Why is it that Broadcom there doesn't have the demand, yet Ralink and Realtek do, and have responded well?

On one hand, if we think we're going to use Linux, we're going to buy only cards we know use chips that can work well. So on the grass roots side, not giving out docs is causing Broadcom continued lack of demand, because I'm going to skip it over, and skip over anything I know has it integrated, as well. Given that price doesn't change by chipset, that also means I'm going to get only Ralink wireless hardware for Windows, too--it won't be better or worse now, and it could come in handy later.

"I guess open source is the answer to everything!"

Only if you're a member of the Church of Free Software ;) . No system is perfect. But with everything else open, and APIs and ABIs changing regularly, open source drivers are easier to manage for an open source system.

Reply Parent Score: 1

RE[4]: why
by openwookie on Wed 7th Feb 2007 20:48 in reply to "RE[3]: why"
openwookie Member since:
2006-04-25

6) Security. The NVIDIA Binary Graphics Driver for Linux had a vulnerability that allowed privilege escalation to root (http://download2.rapid7.com/r7-0025/). "

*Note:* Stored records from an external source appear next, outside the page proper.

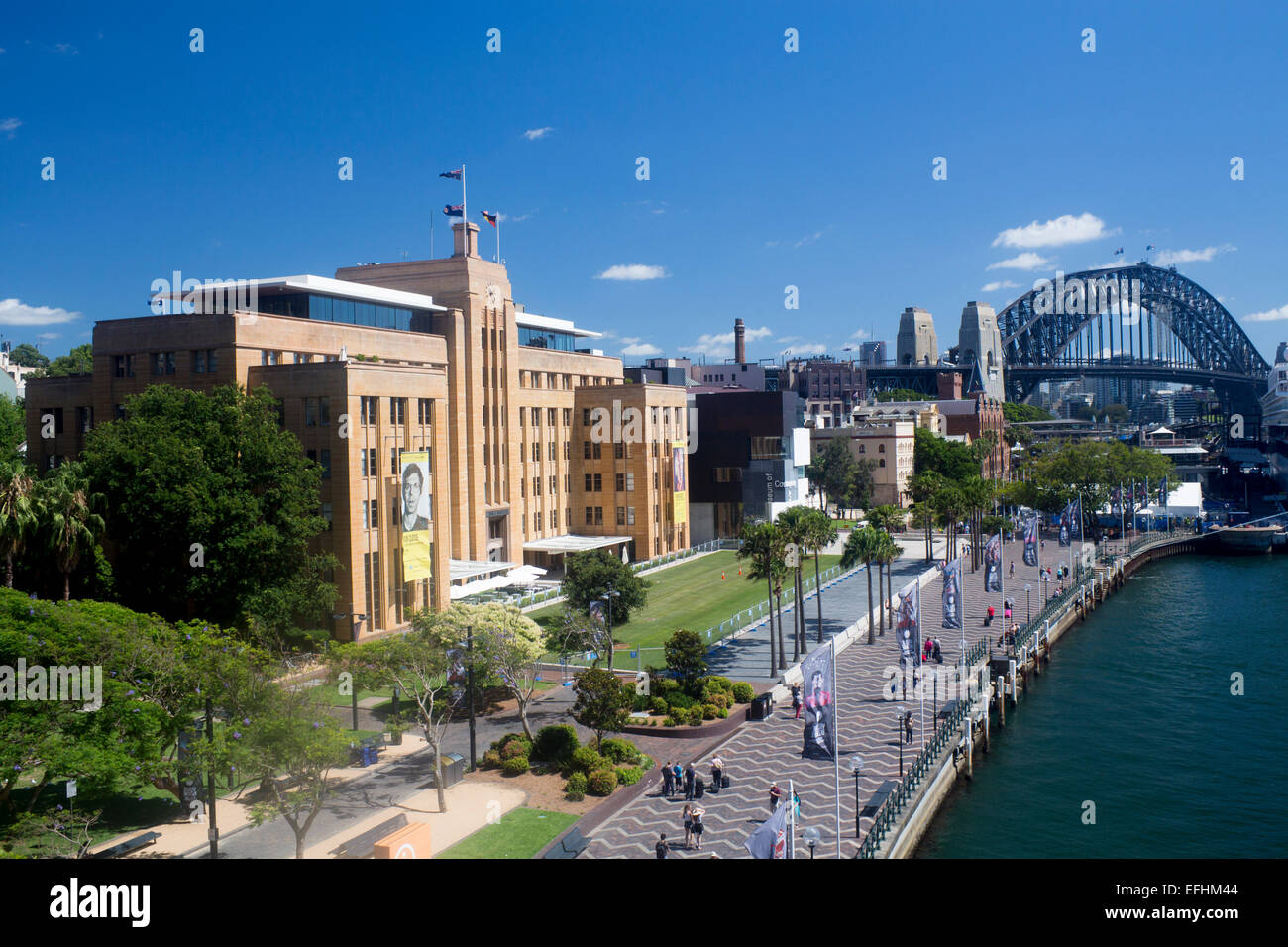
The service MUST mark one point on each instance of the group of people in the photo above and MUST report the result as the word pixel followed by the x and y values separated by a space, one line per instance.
pixel 687 780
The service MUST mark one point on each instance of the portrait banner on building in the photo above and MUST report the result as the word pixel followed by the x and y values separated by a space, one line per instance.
pixel 993 564
pixel 818 672
pixel 909 629
pixel 953 592
pixel 679 483
pixel 415 517
pixel 1030 540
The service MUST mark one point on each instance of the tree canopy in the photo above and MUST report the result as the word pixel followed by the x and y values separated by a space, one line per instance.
pixel 210 509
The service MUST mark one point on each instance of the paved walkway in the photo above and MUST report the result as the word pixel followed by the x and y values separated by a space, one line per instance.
pixel 763 753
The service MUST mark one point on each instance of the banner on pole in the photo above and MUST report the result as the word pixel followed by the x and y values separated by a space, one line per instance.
pixel 1030 540
pixel 993 564
pixel 953 592
pixel 819 676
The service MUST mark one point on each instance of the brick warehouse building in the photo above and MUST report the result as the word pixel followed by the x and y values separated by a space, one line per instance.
pixel 423 356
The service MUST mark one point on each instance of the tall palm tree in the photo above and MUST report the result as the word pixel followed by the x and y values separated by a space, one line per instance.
pixel 794 527
pixel 17 512
pixel 888 551
pixel 862 545
pixel 763 549
pixel 820 532
pixel 71 525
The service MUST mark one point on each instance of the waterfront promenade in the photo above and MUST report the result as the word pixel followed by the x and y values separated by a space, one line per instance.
pixel 761 753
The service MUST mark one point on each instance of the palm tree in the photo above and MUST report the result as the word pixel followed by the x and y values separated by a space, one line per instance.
pixel 763 548
pixel 888 551
pixel 794 527
pixel 17 512
pixel 862 545
pixel 71 525
pixel 820 532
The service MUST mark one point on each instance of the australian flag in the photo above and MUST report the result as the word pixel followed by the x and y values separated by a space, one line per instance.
pixel 1030 540
pixel 993 564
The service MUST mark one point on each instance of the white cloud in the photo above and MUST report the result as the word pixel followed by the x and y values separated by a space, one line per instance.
pixel 1267 316
pixel 632 272
pixel 14 313
pixel 1167 258
pixel 1057 232
pixel 640 350
pixel 1025 261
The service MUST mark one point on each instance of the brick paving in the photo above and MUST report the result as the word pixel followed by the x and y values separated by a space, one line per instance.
pixel 761 753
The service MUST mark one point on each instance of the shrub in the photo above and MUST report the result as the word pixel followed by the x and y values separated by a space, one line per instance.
pixel 555 744
pixel 601 783
pixel 619 750
pixel 587 759
pixel 717 682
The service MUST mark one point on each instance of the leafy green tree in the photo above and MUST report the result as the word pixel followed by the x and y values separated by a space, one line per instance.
pixel 819 534
pixel 67 517
pixel 591 575
pixel 27 355
pixel 417 664
pixel 687 657
pixel 78 361
pixel 292 744
pixel 17 512
pixel 211 506
pixel 600 703
pixel 510 646
pixel 863 545
pixel 13 425
pixel 763 549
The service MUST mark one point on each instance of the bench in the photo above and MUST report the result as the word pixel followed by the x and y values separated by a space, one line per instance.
pixel 879 797
pixel 362 845
pixel 570 847
pixel 124 848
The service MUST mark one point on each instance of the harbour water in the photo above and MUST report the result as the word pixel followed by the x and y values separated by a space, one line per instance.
pixel 1134 714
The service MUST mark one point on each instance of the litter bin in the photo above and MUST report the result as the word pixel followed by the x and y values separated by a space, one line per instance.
pixel 454 770
pixel 761 707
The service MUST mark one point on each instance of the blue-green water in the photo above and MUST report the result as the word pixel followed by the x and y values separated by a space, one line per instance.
pixel 1134 714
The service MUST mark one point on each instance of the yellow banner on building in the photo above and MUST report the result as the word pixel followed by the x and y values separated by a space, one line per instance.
pixel 416 517
pixel 679 483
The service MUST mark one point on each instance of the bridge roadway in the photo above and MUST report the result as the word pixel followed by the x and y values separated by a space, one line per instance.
pixel 761 753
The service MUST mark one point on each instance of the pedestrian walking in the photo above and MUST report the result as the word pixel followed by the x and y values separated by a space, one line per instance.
pixel 698 827
pixel 776 796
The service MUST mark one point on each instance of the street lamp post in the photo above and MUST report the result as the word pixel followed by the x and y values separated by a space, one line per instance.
pixel 857 766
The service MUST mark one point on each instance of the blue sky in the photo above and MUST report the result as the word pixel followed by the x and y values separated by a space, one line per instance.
pixel 768 169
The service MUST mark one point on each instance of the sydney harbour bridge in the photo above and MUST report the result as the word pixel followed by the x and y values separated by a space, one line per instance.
pixel 1133 322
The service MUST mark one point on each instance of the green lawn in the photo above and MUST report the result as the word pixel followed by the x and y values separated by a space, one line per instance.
pixel 688 595
pixel 519 834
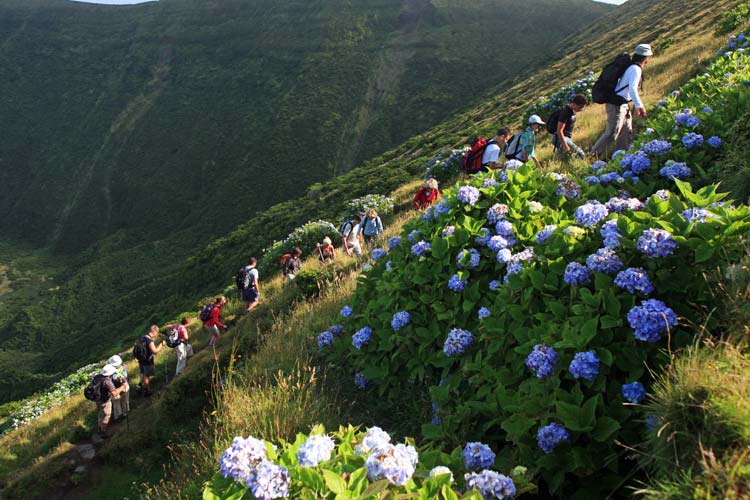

I guess security will not be a problem with open source!


I didn't say that at all. You snipped the relevant part which was:

You cannot always guarantee that a hardware company will patch a binary blog when an exploit is found, especially if it involves an older piece of hardware which is no longer sold. With open source, a patch will be made available as long as a driver still has users.


As to your issues with finding OSS drivers for your hardware: be more aware of what you buy and you won't have that problem.